Soudain, un homme sortit des ruines, portant une torche à l’aide de laquelle il alluma rapidement deux bûchers préparés à droite et à gauche du pré dont cette partie s’éclaira d’un seul coup comme une scène de théâtre découvrant un effrayant décor. Entre les deux bûchers se dressait une table grossière faite de deux pierres et d’une dalle disposées devant un petit tertre habillé de lierre qui supportait une statue peinte d’une manière si réaliste que
Fiora sentit ses tempes se resserrer et ses cheveux se dresser sur sa tête.
C’était, sur des pattes de bouc repliées en tailleur, un corps d’homme nu surmonté d’une tête hideuse. Les oreilles pointues, les longues cornes enroulées et la barbe filandreuse étaient d’un bouc mais le long nez crochu, la bouche rouge et grimaçante, les yeux luisants blancs et rouges étaient presque humains. Entre les cornes, trois chandelles étaient posées que l’homme alluma cependant que, dans l’une de ses mains griffues, la statue tenait une faux et dans l’autre une coupe dorée..,
– Le diable ! souffla Fiora qui, machinalement, se signa. Mais déjà Démétrios lui appuyait sur la bouche une main péremptoire :
– Plus un mot ! chuchota-t-il à son oreille. Tu risques de nous faire prendre...
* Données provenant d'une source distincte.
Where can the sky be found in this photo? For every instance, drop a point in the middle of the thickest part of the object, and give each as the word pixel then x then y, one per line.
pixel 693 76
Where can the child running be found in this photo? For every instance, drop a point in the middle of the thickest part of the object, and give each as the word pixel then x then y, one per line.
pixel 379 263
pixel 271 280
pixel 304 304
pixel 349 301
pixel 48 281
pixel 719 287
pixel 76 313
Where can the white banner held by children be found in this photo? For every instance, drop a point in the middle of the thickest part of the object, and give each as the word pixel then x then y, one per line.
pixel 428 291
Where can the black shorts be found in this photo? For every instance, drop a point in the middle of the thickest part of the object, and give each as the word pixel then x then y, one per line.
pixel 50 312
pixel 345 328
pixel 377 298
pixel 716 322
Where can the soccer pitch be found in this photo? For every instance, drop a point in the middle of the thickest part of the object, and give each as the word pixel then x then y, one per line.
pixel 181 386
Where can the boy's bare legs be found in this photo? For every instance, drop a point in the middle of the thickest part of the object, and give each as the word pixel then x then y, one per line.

En effet, la mise à feu des bûchers avait révélé, autour du hideux simulacre, une rangée de fantômes enveloppés de tissus sombres qui, d’un même mouvement, rejetèrent leurs manteaux et firent apparaître, vêtue d’oripeaux bariolés, la plus étrange collection de figures de cauchemar que puisse rêver un cerveau pris par la fièvre : vieilles édentées aux lèvres rentrées, hommes contrefaits aux yeux luisants sous des tignasses sales, femmes encore jeunes mais flétries par la débauche, ceux de Fontelucente et quelques-uns de leurs pareils se tenaient là, immobiles et silencieux comme des gargouilles de cathédrale, à peine moins repoussants que le maître qu’ils s’étaient donnés.
Cependant, l’homme à la torche la plantait en terre, s’éloignait et reparaissait avec un drap noir qu’il jeta sur la pierre puis deux chandeliers de fer, garnis de gros cierges en cire noire qu’il alluma. Une épaisse fumée âcre se dégagea et monta vers la tête de l’idole. Alors une mélopée se fit entendre, émise par les bouches closes des sorciers, sourde d’abord mais qui allait en s’amplifiant et sur son rythme lent, hommes et femmes se mirent à se balancer avec ensemble, de gauche à droite, sans cesser de tenir leurs regards fixés devant eux et leurs mains croisées sur leurs genoux. Cela donnait un grondement vaguement musical qui s’étendait sur la prairie avec les lourdes volutes de fumée. Peu à peu le champ commençait à s’animer...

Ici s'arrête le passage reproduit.